Amid the continued failure of tech companies to improve the diversity of their leadership teams (and frequently their overall employee base), virtual reality (VR) seems like an unlikely technology partner to champion gender equality. Largely owned and operated by men with experiences focused on gaming and sports, the world of VR feels like the epitome of male dominance.
So when I recently attended a Meetup on Women and Diversity in VR and AR for San Francisco Women in Technology, I was pleasantly surprised to see a truly innovative and socially critical VR experience called UTURN.
UTURN is the brainchild of Creative Director and Executive Producer, Nathalie Mathe. A NASA scientist and artificial intelligence expert turned story teller and movie maker, Nathalie is uniquely positioned to push the boundaries of VR as a story telling medium and to speak with authority on the gender-based world views in today’s business and technology environments. Other members of the creative team include Justin Chin, co-creator/cinematographer, and Ryan Lynch, writer/director.
The Story: Content with Impact
UTURN is a VR experience that puts you directly in the shoes of a woman working in a tech startup. Participants can be part of the experience from either the male or the female perspective and control when they change perspectives.
The comedic series hits close to home. It focuses on a young female coder named Ray who joins a tech company in crisis and needs to work with her male teammates to fix critical problems with their system before a big VC funding meeting the next day. As the website tells us, “Each episode illustrates various gender issues pertaining to different stages in Ray’s career: being valued and heard, being promoted, getting support while raising a family, being recognized as a leader, raising funds as an entrepreneur, etc.”

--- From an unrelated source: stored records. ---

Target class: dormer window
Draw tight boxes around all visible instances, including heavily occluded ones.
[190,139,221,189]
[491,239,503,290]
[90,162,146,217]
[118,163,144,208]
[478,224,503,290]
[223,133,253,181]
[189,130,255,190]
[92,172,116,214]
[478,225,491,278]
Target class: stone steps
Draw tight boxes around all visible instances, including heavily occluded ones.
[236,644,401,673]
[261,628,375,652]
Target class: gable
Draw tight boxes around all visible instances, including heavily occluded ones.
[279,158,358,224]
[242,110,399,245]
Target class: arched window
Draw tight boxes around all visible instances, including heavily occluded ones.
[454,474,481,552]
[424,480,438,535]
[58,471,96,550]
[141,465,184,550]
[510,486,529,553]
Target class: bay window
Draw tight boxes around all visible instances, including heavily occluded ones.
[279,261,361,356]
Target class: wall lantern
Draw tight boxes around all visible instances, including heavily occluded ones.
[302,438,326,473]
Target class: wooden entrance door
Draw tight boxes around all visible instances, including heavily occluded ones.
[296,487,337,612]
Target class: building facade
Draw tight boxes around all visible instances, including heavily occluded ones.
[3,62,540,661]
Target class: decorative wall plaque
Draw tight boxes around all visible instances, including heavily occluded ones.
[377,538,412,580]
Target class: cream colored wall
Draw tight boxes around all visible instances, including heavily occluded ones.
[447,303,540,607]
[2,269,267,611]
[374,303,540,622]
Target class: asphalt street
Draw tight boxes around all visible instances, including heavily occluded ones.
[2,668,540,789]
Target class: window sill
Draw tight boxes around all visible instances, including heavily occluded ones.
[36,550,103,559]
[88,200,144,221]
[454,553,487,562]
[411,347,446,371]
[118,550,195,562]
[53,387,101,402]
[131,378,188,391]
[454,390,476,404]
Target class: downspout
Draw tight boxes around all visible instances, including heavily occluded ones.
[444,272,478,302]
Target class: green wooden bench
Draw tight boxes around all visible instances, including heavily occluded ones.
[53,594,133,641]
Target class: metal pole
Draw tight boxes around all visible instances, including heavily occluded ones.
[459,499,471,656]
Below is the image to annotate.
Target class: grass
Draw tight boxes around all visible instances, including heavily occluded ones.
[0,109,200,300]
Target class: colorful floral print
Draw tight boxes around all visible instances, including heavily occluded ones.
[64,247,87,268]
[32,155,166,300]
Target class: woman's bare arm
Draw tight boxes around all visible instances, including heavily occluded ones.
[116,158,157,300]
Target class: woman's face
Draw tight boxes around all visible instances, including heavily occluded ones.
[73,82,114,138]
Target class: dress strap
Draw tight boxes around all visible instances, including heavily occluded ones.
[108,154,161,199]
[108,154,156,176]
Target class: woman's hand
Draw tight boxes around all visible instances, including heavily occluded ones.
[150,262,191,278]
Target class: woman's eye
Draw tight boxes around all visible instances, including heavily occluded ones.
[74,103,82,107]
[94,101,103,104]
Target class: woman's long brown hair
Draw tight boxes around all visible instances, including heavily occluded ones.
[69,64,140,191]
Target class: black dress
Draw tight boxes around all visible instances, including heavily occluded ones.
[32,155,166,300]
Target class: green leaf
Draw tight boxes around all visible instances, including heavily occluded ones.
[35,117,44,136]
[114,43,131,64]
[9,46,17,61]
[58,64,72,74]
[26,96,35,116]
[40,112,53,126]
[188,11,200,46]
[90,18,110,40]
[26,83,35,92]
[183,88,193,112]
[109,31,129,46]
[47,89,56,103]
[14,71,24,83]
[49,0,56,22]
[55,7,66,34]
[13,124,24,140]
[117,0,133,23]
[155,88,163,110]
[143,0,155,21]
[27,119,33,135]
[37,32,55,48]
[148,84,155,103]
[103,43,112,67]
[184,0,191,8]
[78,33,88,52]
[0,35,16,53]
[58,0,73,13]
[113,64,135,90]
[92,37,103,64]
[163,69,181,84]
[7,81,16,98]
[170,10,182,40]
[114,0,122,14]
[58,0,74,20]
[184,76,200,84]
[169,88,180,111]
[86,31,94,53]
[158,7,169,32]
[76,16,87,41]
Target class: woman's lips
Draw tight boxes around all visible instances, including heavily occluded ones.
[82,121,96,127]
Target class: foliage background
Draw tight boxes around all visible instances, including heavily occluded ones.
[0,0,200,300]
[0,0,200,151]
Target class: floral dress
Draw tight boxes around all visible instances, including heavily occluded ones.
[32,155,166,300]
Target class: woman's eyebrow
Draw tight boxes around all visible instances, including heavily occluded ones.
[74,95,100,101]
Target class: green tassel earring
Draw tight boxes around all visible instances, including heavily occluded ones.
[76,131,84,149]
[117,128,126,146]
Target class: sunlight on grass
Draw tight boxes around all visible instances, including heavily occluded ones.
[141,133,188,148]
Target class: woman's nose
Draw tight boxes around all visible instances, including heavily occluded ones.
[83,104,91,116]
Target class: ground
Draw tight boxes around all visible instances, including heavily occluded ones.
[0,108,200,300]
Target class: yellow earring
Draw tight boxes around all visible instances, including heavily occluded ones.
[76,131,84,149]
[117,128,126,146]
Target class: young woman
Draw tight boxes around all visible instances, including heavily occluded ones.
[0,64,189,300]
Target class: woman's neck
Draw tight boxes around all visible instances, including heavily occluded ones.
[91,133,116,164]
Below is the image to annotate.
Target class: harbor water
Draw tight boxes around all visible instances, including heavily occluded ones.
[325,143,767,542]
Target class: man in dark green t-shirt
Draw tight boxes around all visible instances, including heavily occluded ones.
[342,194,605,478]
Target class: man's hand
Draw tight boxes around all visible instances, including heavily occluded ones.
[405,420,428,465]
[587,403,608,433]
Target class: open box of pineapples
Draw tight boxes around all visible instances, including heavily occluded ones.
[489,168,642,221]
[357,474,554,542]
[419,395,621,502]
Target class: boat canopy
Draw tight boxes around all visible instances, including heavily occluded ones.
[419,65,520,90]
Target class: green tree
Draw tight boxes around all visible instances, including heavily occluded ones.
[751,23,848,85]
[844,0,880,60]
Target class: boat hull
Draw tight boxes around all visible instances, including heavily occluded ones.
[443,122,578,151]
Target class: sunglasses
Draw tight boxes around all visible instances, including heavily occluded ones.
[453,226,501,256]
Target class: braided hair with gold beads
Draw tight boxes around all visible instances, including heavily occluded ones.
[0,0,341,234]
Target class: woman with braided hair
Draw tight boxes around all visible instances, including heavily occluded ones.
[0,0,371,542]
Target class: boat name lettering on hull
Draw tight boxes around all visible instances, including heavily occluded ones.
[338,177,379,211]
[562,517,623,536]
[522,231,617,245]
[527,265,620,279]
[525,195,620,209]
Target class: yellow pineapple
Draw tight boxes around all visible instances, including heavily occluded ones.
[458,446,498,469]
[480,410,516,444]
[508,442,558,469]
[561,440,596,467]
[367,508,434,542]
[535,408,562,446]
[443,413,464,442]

While the story is told with a tongue-in-cheek attitude, as a women who grew up in tech I can tell you that I witnessed a number of these situations firsthand over the years. I’ll let the trailer speak for itself.
I love this experience because it’s built to really leverage the capabilities of VR. The viewer turns from side to side to hear each part of the story. Just like real life, when you’re participating in one side of the conversation, you’re not hearing the other side and your perception of reality is being formed by the interactions that you’re part of.
The team designed UTURN for use in small group settings to encourage discussion in a safe space after watching. Initial target audiences are tech company employees and C-suite execs, media companies and colleges. The general public may also benefit from UTURN by having affinity groups use VR social media platforms to view and subsequently discuss episodes.
Why It Works: The Technology Behind the Story
Nathalie and the team tested many ideas to understand how to create an immersive and friendly experience.
Since the purpose of the show is to start a dialog between men and women, the experience needs to be compelling for both genders. This is achieved by creating an entertaining story and characters, as well as an engaging way of showing it. In testing the experience, the team learned that men need control over which part of the story to watch – they do not like being in the woman’s role without an option to change. Women, on the other hand, want a way to share their daily experiences with others who don’t necessary understand them.
In this uncharted territory, the team's additional observations and lessons about making the technology work for viewers give us some best practices in building a great VR experience.
- The experience is in the first person so that participants are embodied in the story. This required some specific filming techniques, including designing a special camera rig that uses fish eye lenses to provide a full body experience and to allow for a large field of view.
- Sound design is critical in VR. You can get by with even monoscopic video as long as the sound is 3D. In order for viewers to hear only the scene they are watching, UTURN sound designers created a unique spatial sound design.
- Video editing was particularly challenging for this piece. Since there are two simultaneous stories and points of view, the stories need to be synchronized so that the participant can move seamlessly from one to another.
Taking Action: How Can I Get It?
Nathalie and her colleagues are submitting the first episode to festivals and showing it at Meetups with great response to date. Ideally, it will soon go up for online viewing on the Oculus store and other app markets and the team will ultimately raise enough funding to get all the episodes on Hulu or another popular platform.
Note: The San Francisco Women in Tech Meetup was started by Goretti Campbell as an antidote to her frustration at attending Bay Area technology events and seeing few women in the audience and virtually none on panels. The group builds community and provides a diverse forum to discuss leading edge technology issues.